O que precisa ser recuperado no Rio de Janeiro é o poder do Estado: territorialidade, monopólio do uso legal da força e justiça. Em suma, os elementos constitutivos do que se costuma chamar de Estado moderno.
No Rio de Janeiro – e em outras cidades brasileiras também, vamos ser justos – há territórios onde o poder público não entra.
E não se trata apenas da polícia, mas da ambulância, do carro de bombeiros, do carteiro, do agente de saúde, do recenseador do IBGE. A perda da territorialidade pelo Estado é terrível.
Além disso, o poder público precisa recuperar o monopólio do uso legal da força. Não é mais possível que comunidades inteiras sejam reféns dos traficantes ou das milícias.
Não se pode admitir que um helicóptero da polícia seja abatido por artilharia antiaérea.
Como essas armas entram nos morros? Por que não se fiscalizam as fronteiras terrestres e marítimas? O que fazem o Exército, a Marinha e a Polícia Federal para coibir a entrada de drogas e armas nos morros do Rio?
E finalmente, a questão da justiça. Como sabemos, a Justiça brasileira é lenta, não protege os menos favorecidos.

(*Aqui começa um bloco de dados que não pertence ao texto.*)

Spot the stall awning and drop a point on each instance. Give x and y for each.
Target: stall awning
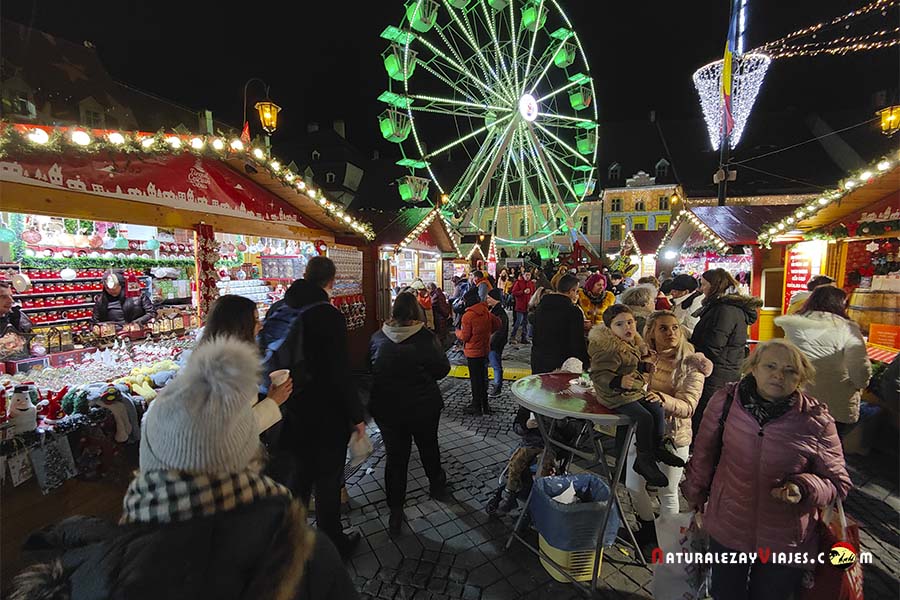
(870, 186)
(425, 225)
(207, 175)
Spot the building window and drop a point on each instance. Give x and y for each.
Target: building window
(615, 171)
(92, 119)
(616, 231)
(662, 168)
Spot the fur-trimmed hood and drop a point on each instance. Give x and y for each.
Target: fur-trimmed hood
(267, 552)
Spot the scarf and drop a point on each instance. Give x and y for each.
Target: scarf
(763, 410)
(173, 496)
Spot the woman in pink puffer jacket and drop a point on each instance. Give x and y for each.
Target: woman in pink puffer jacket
(780, 461)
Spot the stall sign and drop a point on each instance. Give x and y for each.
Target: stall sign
(802, 262)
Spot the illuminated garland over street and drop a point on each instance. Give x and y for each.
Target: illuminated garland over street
(810, 209)
(17, 140)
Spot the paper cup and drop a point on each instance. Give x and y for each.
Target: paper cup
(280, 376)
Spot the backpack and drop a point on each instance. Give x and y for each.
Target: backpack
(278, 326)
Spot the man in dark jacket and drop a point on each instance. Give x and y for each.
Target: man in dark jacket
(407, 361)
(558, 328)
(117, 306)
(498, 340)
(325, 407)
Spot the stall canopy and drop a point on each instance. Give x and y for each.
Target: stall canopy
(163, 179)
(642, 242)
(418, 226)
(722, 226)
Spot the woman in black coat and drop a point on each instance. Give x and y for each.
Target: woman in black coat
(721, 332)
(407, 362)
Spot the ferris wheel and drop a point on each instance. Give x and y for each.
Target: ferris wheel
(501, 90)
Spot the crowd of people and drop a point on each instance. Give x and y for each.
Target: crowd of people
(231, 454)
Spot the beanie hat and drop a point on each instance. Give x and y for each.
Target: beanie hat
(203, 421)
(471, 298)
(684, 282)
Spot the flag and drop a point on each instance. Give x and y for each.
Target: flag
(727, 81)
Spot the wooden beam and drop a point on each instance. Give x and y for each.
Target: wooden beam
(30, 199)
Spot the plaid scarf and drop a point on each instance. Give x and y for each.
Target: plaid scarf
(762, 410)
(172, 496)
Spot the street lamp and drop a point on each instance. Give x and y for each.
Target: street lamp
(268, 110)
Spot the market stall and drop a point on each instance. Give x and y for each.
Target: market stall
(183, 219)
(412, 246)
(709, 237)
(852, 234)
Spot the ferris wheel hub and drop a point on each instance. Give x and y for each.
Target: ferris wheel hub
(528, 107)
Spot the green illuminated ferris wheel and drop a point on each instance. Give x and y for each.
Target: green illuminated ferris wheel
(502, 87)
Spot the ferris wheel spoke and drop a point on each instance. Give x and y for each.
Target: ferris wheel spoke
(565, 145)
(466, 137)
(460, 68)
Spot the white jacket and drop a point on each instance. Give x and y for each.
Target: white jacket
(838, 352)
(685, 313)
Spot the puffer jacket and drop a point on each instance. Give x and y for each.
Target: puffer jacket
(406, 363)
(264, 550)
(721, 335)
(593, 311)
(611, 359)
(838, 352)
(477, 326)
(679, 404)
(800, 447)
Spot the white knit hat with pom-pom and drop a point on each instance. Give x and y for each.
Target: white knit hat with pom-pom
(203, 421)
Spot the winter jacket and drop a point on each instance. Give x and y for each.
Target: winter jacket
(611, 359)
(800, 447)
(138, 309)
(501, 336)
(685, 307)
(407, 363)
(265, 550)
(323, 411)
(521, 295)
(721, 335)
(558, 334)
(477, 326)
(838, 352)
(593, 309)
(679, 404)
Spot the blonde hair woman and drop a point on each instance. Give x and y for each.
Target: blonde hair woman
(678, 381)
(765, 458)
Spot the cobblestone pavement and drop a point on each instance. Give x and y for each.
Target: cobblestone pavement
(455, 550)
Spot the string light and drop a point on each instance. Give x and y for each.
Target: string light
(116, 140)
(813, 207)
(749, 71)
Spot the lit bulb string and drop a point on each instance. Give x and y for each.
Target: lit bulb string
(812, 208)
(91, 141)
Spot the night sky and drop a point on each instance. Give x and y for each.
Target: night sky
(322, 59)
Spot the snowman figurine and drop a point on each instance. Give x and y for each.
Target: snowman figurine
(20, 411)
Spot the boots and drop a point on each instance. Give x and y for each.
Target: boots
(645, 466)
(665, 453)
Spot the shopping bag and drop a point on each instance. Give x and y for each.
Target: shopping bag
(832, 582)
(679, 581)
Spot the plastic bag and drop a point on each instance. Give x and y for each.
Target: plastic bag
(680, 533)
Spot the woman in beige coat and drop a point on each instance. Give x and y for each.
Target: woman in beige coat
(678, 381)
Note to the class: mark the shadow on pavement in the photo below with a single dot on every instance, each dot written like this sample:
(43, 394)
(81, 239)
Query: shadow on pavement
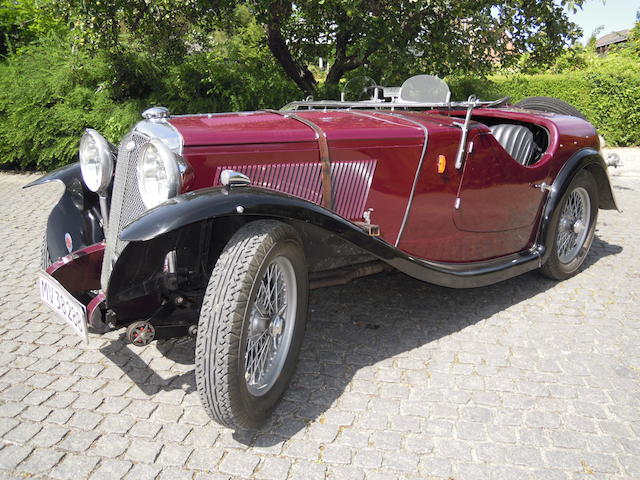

A Lei de Execuções Penais é obsoleta e romântica. Recentemente, um preso de altíssima periculosidade teve direito a progressão de pena para regime semiaberto. O que fez ele? Fugiu e não apareceu mais.
Justificativa do juiz que concedeu a progressão de pena: as informações do sistema penitenciário eram de que o comportamento do preso tinha sido “exemplar”. Em seguida ficamos sabendo que o tal “cidadão” era suspeito de quatro mortes dentro do presídio!
Em suma, há muito para ser discutido, além da corrupção na polícia, além dos baixos salários dos policiais.
São temas importantes, mas não esgotam o assunto.
Não dá mais para o governo federal alegar que, constitucionalmente, o problema é do governo do estado.
Não dá mais para os prefeitos assistirem, impotentes, às suas cidades se transformarem em praças de guerra.
Está mais do que na hora de se pensar em entregar o controle da polícia nas capitais aos seus prefeitos – como acontece em todas as grandes cidades do mundo.
Assim como a cidade de São Paulo não pode ser tratada como Votuporanga – como todo o respeito àquela simpática cidade –, a cidade do Rio de Janeiro não pode ser tratada como Varre-Sai, o menor município fluminense – com todo o respeito etc., etc.
Está aí um bom tema para a campanha eleitoral de 2010.